Olavo de Carvalho
Época, 28 de abril de 2001
Pela primeira vez um homem de esquerda percebe que no Brasil não existe direita
Quem imagina que a imprensa se alimenta de novidades não tem a menor idéia do que se passa na cabeça de jornalistas. Eles gostam mesmo é da novidade-padrão, indefinidamente requentável com pequenas variações. O motivo é simples: ela é fácil de escrever e de efeito garantido. Denúncias de corrupção, fofocas do beautiful people, taxas de desemprego, brigas de políticos infundem no redator aquela segurança do mágico que vai brilhar com o mesmo truque, pela milésima vez, ante uma platéia que já o esqueceu 999 vezes. Quando você tem pressa e o trabalho é muito – duas condições que jamais falham nas redações –, a melhor notícia é aquela que já vem escrita.
A novidade autêntica, inédita, sem nome no catálogo, é um problema, um abacaxi: o sujeito não sabe nem por onde começar. Faltam-lhe os esquemas verbais, os lugares-comuns, os argumentos de apelo automático sem os quais mesmo o redator mais talentoso fica desamparado como uma tartaruga sem casca. O inédito, o esquisito, o incatalogável requer meios de expressão também inéditos. Exige algo mais que técnica jornalística: exige uma inventividade literária que raramente consente em dar o ar de sua graça no alvoroço do “fechamento”. Por falta de meios de expressão, às vezes aquilo que é mais interessante, mais urgente, mais útil vai para a lata de lixo, inapelavelmente condenado pela fatalidade da regra wittgensteiniana: “O que não se pode falar, deve-se calar”. E, quando casos desse tipo se acumulam, a imprensa deixa de cumprir seu papel de abrir para o leitor as janelas do mundo.

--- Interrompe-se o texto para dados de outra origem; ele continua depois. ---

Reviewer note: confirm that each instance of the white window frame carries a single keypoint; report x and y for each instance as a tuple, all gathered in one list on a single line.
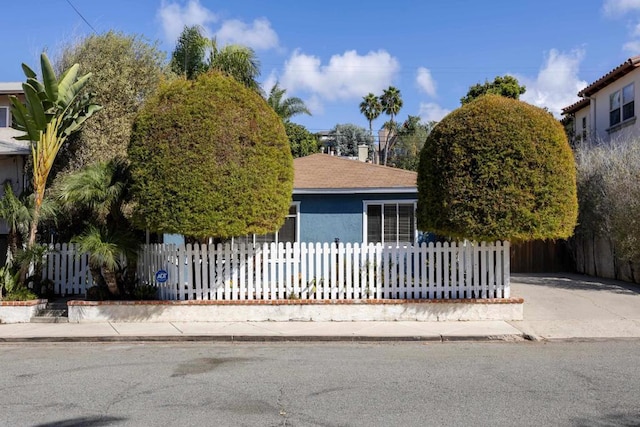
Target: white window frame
[(7, 111), (297, 231), (623, 102), (367, 203)]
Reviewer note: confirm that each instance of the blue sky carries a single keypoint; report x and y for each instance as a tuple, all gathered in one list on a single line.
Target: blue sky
[(332, 53)]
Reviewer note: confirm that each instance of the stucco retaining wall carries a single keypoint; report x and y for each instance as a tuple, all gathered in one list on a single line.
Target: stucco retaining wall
[(287, 310), (20, 311)]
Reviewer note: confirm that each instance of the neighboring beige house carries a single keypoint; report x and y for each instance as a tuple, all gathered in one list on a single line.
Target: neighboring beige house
[(13, 153), (606, 109)]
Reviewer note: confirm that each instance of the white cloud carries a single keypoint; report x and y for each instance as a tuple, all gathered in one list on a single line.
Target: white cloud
[(430, 111), (619, 7), (314, 104), (270, 81), (557, 83), (425, 81), (173, 17), (346, 76), (259, 35), (632, 47)]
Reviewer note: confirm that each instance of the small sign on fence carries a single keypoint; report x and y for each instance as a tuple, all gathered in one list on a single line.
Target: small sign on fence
[(162, 276)]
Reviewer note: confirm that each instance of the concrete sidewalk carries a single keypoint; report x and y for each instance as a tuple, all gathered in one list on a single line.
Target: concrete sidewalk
[(571, 306), (558, 307), (261, 331)]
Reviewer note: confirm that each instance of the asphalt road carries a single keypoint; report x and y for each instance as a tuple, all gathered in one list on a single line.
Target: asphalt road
[(322, 384)]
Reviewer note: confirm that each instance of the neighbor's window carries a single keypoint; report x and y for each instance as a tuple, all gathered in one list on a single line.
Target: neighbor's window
[(287, 233), (4, 117), (621, 105), (390, 222), (627, 102)]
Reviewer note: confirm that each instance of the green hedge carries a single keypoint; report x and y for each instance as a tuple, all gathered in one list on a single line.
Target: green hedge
[(210, 158), (497, 168)]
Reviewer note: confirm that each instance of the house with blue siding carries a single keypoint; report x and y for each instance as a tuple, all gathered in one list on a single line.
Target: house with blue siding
[(340, 199)]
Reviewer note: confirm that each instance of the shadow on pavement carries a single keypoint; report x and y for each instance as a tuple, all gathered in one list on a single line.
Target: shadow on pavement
[(576, 282), (622, 420), (84, 421)]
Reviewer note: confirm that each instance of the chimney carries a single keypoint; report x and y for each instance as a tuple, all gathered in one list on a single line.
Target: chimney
[(363, 152)]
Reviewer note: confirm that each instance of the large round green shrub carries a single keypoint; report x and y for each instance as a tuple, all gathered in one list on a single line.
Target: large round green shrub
[(210, 158), (497, 168)]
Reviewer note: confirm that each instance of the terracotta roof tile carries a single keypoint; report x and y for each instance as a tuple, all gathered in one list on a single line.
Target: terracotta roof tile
[(613, 75), (322, 171), (576, 106)]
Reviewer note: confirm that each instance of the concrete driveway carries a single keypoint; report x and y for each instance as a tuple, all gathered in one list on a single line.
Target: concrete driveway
[(571, 306)]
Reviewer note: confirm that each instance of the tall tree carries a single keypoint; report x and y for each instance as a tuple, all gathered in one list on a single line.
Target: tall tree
[(301, 141), (391, 101), (125, 71), (411, 137), (188, 57), (237, 61), (100, 191), (497, 169), (283, 106), (371, 108), (507, 86), (345, 139), (210, 159), (55, 108)]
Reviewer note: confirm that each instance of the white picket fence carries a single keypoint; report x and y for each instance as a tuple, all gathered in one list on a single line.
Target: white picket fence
[(327, 271), (68, 269)]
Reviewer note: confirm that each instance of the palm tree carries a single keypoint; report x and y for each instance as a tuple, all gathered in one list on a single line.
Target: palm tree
[(237, 61), (54, 110), (285, 107), (188, 57), (102, 190), (371, 108), (18, 214), (391, 102)]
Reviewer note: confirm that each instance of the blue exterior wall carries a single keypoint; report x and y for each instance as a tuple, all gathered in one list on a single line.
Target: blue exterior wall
[(325, 217)]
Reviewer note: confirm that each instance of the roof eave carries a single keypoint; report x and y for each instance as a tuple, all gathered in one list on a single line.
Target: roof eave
[(370, 190), (613, 75)]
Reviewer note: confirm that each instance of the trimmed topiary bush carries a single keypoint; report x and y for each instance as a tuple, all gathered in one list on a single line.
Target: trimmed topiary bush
[(209, 158), (497, 169)]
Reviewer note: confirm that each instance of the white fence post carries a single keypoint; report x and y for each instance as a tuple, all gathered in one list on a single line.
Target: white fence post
[(305, 270)]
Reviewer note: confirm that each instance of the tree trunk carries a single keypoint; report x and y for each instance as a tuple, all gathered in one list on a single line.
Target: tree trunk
[(33, 230), (111, 282)]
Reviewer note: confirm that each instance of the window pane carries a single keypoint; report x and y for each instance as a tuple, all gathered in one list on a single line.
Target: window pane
[(265, 238), (614, 100), (628, 111), (391, 224), (4, 117), (627, 94), (374, 224), (247, 240), (287, 232), (614, 117), (405, 223)]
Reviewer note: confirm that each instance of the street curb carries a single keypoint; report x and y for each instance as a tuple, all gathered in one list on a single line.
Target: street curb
[(265, 339)]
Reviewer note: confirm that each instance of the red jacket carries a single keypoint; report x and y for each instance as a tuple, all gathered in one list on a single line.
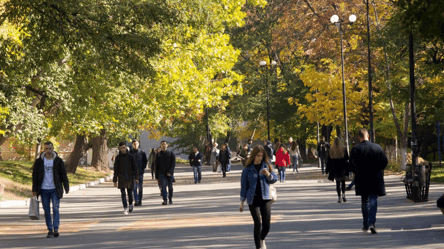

Torna-se um repressivo “guardião do portal”, incumbido de lacrar os horizontes e manter a imaginação popular presa do repetitivo e do convencional.
Por isso mesmo é uma alegria ler o que li na coluna de Zuenir Ventura da semana passada. Pela primeira vez um jornalista reconhecidamente “de esquerda” dá uma espiada no mundo e, ao voltar, repara que desembarcou num país anormal – num país onde não existe direita. Normalmente, seria preciso ser direitista para notar isso, mas no Brasil nem os direitistas são direitistas o bastante para chegar a tamanho atrevimento de percepção. Em geral admitem o uso consagrado que faz do direitismo uma modalidade de crime hediondo e dizem que são “de centro”, sentindo-se mais ou menos como as prostitutas quando dizem que são massagistas.
Mas a criminalização da direita não se produziu sozinha. Ela é o resultado de meio século de “revolução cultural” – a ocupação esquerdista de todos os espaços, que inclui, como área privilegiada, o espaço verbal. E isso vai muito além do domínio sobre a linguagem dos jornais e das escolas. Os mestres soviéticos de desinformação recomendavam especial empenho na redação de dicionários. A partir dos anos 50, os principais dicionários em circulação no Brasil são verdadeiros receituários de semântica esquerdista, a qual assim se integra no uso corrente como se fosse a coisa mais normal e apolítica do mundo, rejeitando para o limbo do indizível, portanto impensável, tudo o que escape da ortodoxia consagrada. Passadas duas gerações, a anormalidade da situação transfigurou-se em normalidade postiça, e aí, mesmo quando o sujeito viaja, não lhe ocorre reparar numa diferença como aquela que Zuenir assinalou: pois o indizível e impensável se torna também imperceptível, mesmo quando nos posa diante dos olhos da cara com a sutileza de um hipopótamo.
É preciso ser muito inteligente e muito sincero para romper o cerco da repetição dessensibilizante e, num relance, perceber algo que está fora da pauta mental admitida. Quando os homens dormem, dizia Heráclito, eles se fecham cada qual em seu mundo; quando acordam, voltam todos ao mesmo mundo. Não fica bem a gente criticar ou elogiar, nas páginas de uma revista, os colegas de redação. Mas Zuenir ajudou o leitor a emergir da hipnose brasileira para voltar ao mundo de todos os homens. Que mais se pode exigir de um jornalista?